Equipment Reliability Institute - your reliability newsletter
November, 2000

Wayne TustinHello, readers! We hope you will enjoy reading this Fall 2000 issue of our Reliability Quarterly. Well, it's supposed to be quarterly. For various reasons we've missed a few issues. We want to introduce two contributors to this one: Dan Conine of Sheboygan, Wisconsin and Kirk Gray of Louisville (pronounced lewisville not looieville), Colorado. Brief author biographies are posted at the ends of the articles.
Wayne Tustin

*******************************

Doing Good Work
by Dan Conine

In Zen and the Art of Motorcycle Maintenance, the author talks extensively about quality, and how to determine its attributes; how to know quality in the world around us, and what parts of life are considered quality of life. In recent years, manufacturers around the world have been actively pursuing quality programs in order to lay claim to building quality products. These programs come under the guise of 'zero-defect', 'six-sigma', 'ISO-XXXX', etc. The goal of all of these programs has been to improve the reliabillity of products. This reliability is usually pre-defined as some finite number of measurements which can be made on the product, thus quantifying the output of a particular production line as based on the design intent.

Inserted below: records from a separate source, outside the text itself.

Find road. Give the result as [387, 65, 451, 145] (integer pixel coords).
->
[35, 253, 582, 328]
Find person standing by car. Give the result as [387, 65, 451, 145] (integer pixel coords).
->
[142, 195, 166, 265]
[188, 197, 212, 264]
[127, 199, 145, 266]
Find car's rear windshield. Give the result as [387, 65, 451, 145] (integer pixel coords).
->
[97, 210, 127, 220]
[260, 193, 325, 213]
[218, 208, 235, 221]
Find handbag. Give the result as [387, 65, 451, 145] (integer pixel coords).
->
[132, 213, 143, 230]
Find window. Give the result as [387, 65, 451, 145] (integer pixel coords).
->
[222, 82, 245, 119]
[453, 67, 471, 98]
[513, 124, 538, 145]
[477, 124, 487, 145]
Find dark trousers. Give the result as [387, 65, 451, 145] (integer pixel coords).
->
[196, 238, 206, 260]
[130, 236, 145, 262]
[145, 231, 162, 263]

What this means is: you can make a product that is totally useless crap, as long as it is consistently useless and crappy. The entire 'quality' myth is based on the assumption that quality is quantifiable in a finite number of steps. This may be true, but good work is an infinite process which cannot end. By the same token, it is infinitely simpler than a quality program. Good work cannot be completely measured. It lies in the heart of the lover of that particular product. Not in the mind of an inspector following a blueprint, but in the soul of the user.

What makes a Stradivarius ? Not quality, but good work. It cannot be measured except by the ears of a lover of the music, and only when played by a lover of that same music. It is action to be lived in, not looked at. The commonest example of good work in modern times are the software programmers who live in their work for days at a time. The world tries to quantify and compare one software program to another by counting bugs, or tallying accounts, but the good work is done in the wee hours of the night, and it is appreciated by a dedicated user who brings the code to life, knowing he is performing feats which may not be remembered by posterity, but by his own soul.

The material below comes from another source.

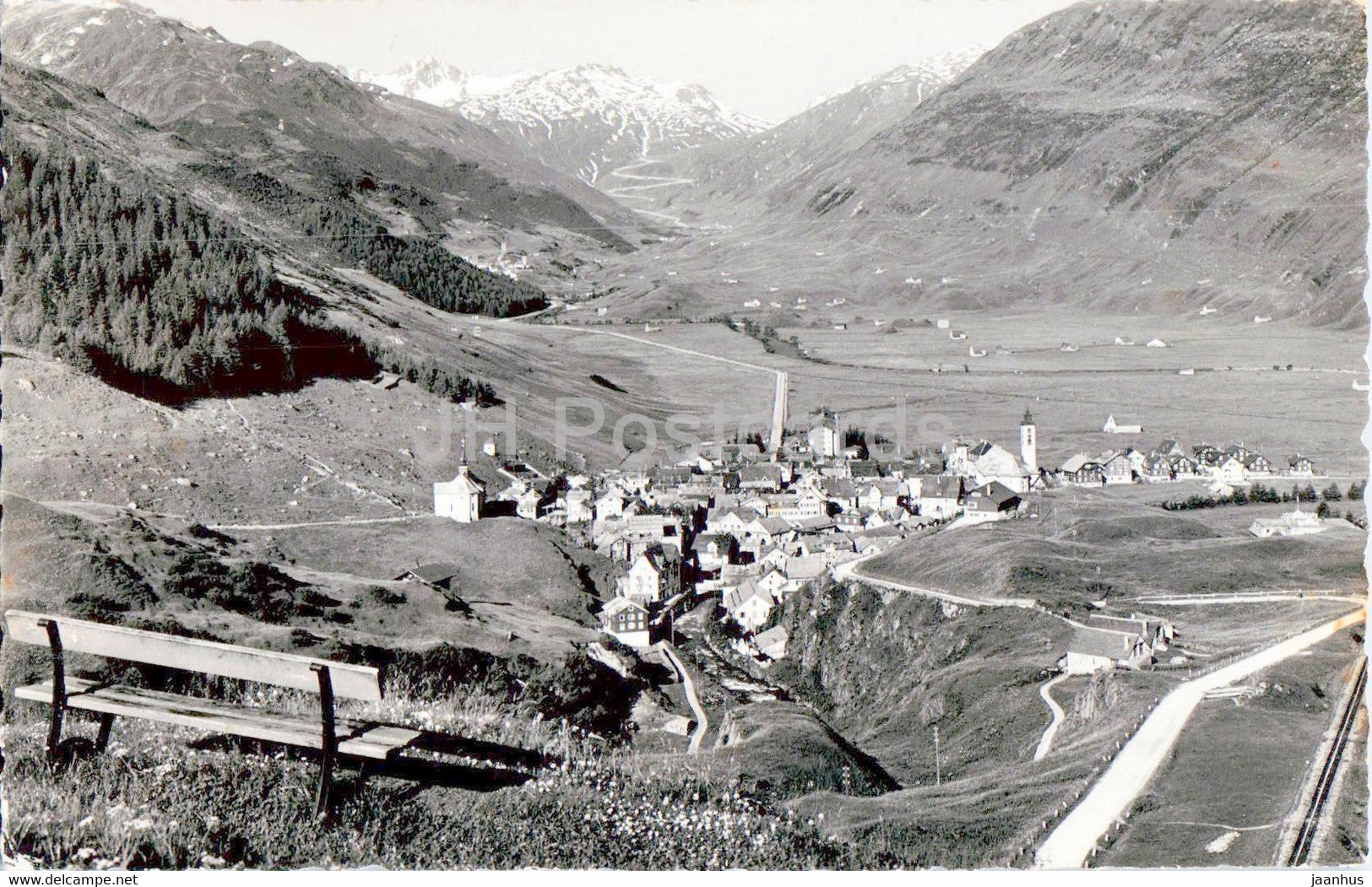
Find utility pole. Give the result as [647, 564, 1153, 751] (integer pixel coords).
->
[935, 724, 942, 786]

The same relationship exists in many places, but fewer and farther between than ever in our history. This relationship between producer and user is the basis of good work. It can easily be confused with 'Flow', that feeling by a single person that they are part of the bigger picture, and fit well with it. This can also be mixed with 'Inspiration', sometimes felt as 'divine'. But these things fail to reach the level of good work because they fail the relationship between producer and user. In good work, the user may even be the same person that produced the work, but the relationship is still there. The producer of the work is compelled to embellish it with details: cleaning all the cracks and crevices, removing sharp edges, streamlining the code, pulling the weeds. The user cannot use the product without appreciating the usefullness of the thing: the reliability of a program, the noiselessness of an automobile, the responsiveness of a control, the cleanliness of the food.

The failing of a quality program to achieve good work lies in the inherent design of any quality program. A quality program is designed to allow the production of things by replaceable 'units' without the knowledge and skill required of a good work producer. Quality is, at most, reduced to 'acceptable by the average user', and at least, to 'tolerable by some users'. In the case of Microsoft, it is reduced to 'sometimes useable by disgruntled, enslaved users'.

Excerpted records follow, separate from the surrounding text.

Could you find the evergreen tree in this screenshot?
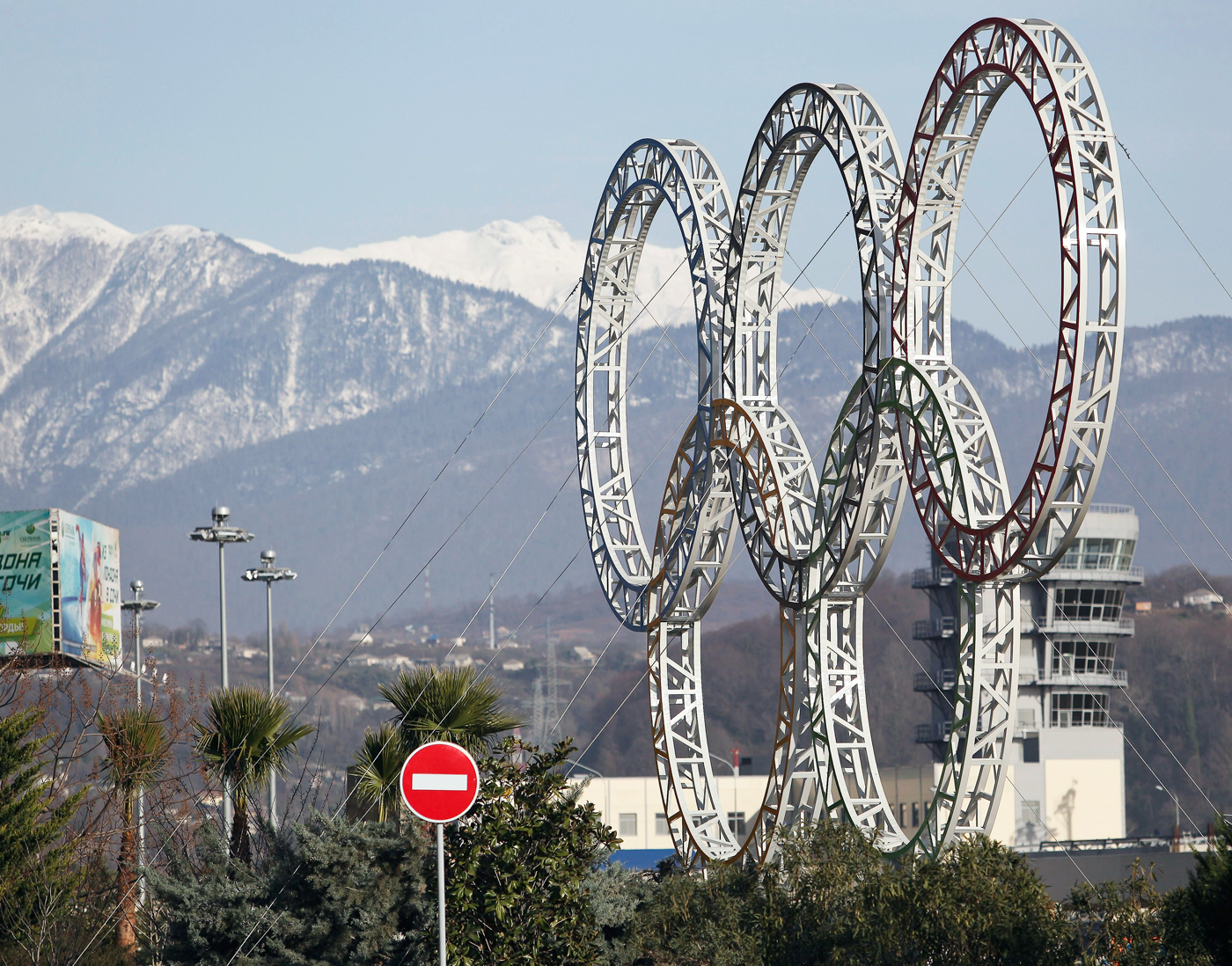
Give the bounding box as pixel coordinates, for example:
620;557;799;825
194;685;313;862
0;710;85;941
444;738;619;966
149;813;435;966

This reduction to 'acceptability levels' has permeated our society, not only in the production of things, but also in education, food, transportation, and philosophy. We no longer seek out great thinkers who expand the meaning of words and their uses, but rather, we only accept works that are 'peer reviewed and published'. We no longer grow our own vegetables and seek out the wild fruits on fencerows, we expect any and all of the sweetest, purest, insect-free foods to be in the supermarket. We no longer buy or make tools that feel good in our hands, now they must be safety-certified, and mass-produced to fit 3 sigma of the population who is interested in a hobby.

Good work is not taught in schools. To the contrary: if an engineer has a tendency toward perfection in a product, they are criticized for delaying a production schedule and 'over-engineering' something. The goal is always to make a quick profit in order to continue on in business. Pursuit of good work in a product is not even thought of as a goal in itself. Quality is looked at from the profitability/ROI point of view: How much quality vs the cost of implementing the program? If you want the best motorcycle, you find a lover of motorcycles and ask them what should be done. A survey of motorcyle users yields too many compromises in size, price, and features. A motorcyle lover that smooths out the sharp edges, fits pieces to exacting tolerance, and takes care of rattles and leaks knows where to find the problems that a loving user will appreciate being absent.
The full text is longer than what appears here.